TOKYO: Asia-Pacific leaders are scrambling to reverse a decline in their currencies as an expected tapering of the US Federal Reserve’s stimulus and Chinese economic slowdown send waves of foreign capital flowing outside their borders.
Fears of a cash flight have sparked a warning from South Korea’s finance minister about possible “spillover effects” from the Fed’s wind down, ahead of a weekend G20 meeting in Moscow where the issue is likely to be in focus.
“It is necessary for the United States to carefully consider not only its own economic conditions but also the global impact in determining the timing, pace and manner of its exit from stimulus,” Hyun Oh-seok said this week.
The Fed’s quantitative easing — which saw trillions of dollars pumped into the world’s top economy in a bid to stoke growth –pushed US interest rates and the dollar down, sending investors to emerging economies looking for better returns.
While Japan has welcomed a slump in the value of the yen against the dollar — it has lost about a third since November, with Japan’s own massive easing measures adding to the selling sentiment — most of Asia’s smaller economies have been sent reeling.
Recent evidence of a US recovery, which boosts the case for rowing back the stimulus, has led to an exodus from Asia-Pacific and other emerging economies including Brazil, in turn hitting currencies from India to South Korea to Indonesia.
India’s rupee has been the worst-performing major Asian currency, dropping from around 55.50 at the start of the financial year to a record low of 61.21 rupees to the dollar last week.

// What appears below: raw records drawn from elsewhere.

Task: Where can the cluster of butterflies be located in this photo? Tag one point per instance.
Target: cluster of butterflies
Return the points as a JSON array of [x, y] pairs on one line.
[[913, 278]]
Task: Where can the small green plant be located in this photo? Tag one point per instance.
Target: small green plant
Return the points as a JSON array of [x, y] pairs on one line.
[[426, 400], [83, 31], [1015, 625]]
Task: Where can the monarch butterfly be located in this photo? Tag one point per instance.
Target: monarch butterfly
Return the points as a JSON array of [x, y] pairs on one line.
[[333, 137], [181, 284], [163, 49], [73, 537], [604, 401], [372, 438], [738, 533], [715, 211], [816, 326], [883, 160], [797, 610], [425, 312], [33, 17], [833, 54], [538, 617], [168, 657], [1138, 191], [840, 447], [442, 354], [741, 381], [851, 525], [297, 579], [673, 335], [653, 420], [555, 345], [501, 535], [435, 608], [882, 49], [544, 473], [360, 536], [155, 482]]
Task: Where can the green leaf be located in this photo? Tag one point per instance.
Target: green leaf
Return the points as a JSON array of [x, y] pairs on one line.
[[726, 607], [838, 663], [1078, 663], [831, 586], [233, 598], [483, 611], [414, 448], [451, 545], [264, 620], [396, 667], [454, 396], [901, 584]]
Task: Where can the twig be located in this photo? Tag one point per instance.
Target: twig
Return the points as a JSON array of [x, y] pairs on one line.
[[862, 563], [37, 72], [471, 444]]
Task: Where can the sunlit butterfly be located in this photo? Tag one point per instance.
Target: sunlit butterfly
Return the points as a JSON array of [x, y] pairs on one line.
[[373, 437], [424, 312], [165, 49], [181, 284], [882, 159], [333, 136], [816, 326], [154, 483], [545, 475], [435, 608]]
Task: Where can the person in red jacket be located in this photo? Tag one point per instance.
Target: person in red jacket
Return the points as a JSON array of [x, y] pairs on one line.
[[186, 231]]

Indonesia’s rupiah weakened to a near four-year low of just above 10,000 to the dollar last week.
The weakening “is due to speculation over the tapering plans by the Fed, which encouraged carry-trade of those currencies to unwind”, said Toshihiko Matsuno, research head at SMBC Friend Securities in Tokyo. Carry trade sees investors sell a low-yielding currency to buy another unit that offers a higher interest rate.
“The more they were bought, the more they were sold,” he said.
Asia’s currencies have also been hurt by a slowdown in the region’s economies as export powerhouse China sputters owing to slack demand in debt-hit Europe while the United States slowly gets back on track.
On Tuesday, the Asian Development Bank said worries over China, the world’s number-two economy, have sent shivers across the continent and cut its growth forecast for developing Asia this year to 6.3 percent, from 6.6 percent.
“The slowdown in emerging economies had started even before the Fed tapering fears hit,” said Tsunemasa Tsukada, chief forex trading manager at Mitsubishi UFJ Trust and Banking.
The ADB downgrade comes about three months after the Asia-Pacific Economic Cooperation forum warned a “sudden reversal” of capital flowing into regional economies might spark sharp asset price corrections. This, it said, “could cause detrimental damage to the real economy”.
But central banks are making moves to address the problem.
The Reserve Bank of India this week hiked short-term interest rates to shore up the beleaguered rupee and reduce speculation, even at a time it is struggling to get the economy back in shape and looking for business investment.
Bank Indonesia earlier in July hiked its benchmark rate for a second consecutive month, while it has also increased the amount it pays lenders for their overnight deposits.
China’s economic woes have also damaged the commodity-weighted Australian dollar, which has tumbled about 10 percent in the past three months, while the central bank’s decision to cut interest rates to a historic low of 2.75 percent has sent investors running.
However, there has been a recent pick-up in some Asian units as markets price in the expected Fed moves, with South Korea’s won bouncing off a year low of 1,161.40 won against the dollar last month to sit at 1,121.00 now.
“The won used to be considered quite vulnerable to external uncertainties but it is now more stable than many others,” SK Securities’ Kim Hyo-Jin told AFP.
Wednesday will see Fed chief Ben Bernanke address congress for a six-monthly grilling on the economy and the bank’s policies. Dealers will be hanging on every word looking for clues about when it will begin to draw down its bond-buying.
His comments earlier this month that the easy money will continue for the foreseeable future may have helped limit capital flows, said Matsuno at SMBC Friend Securities.
“The comments had some investors thinking that they might as well buy some more (Asia-Pacific) currencies,” he said.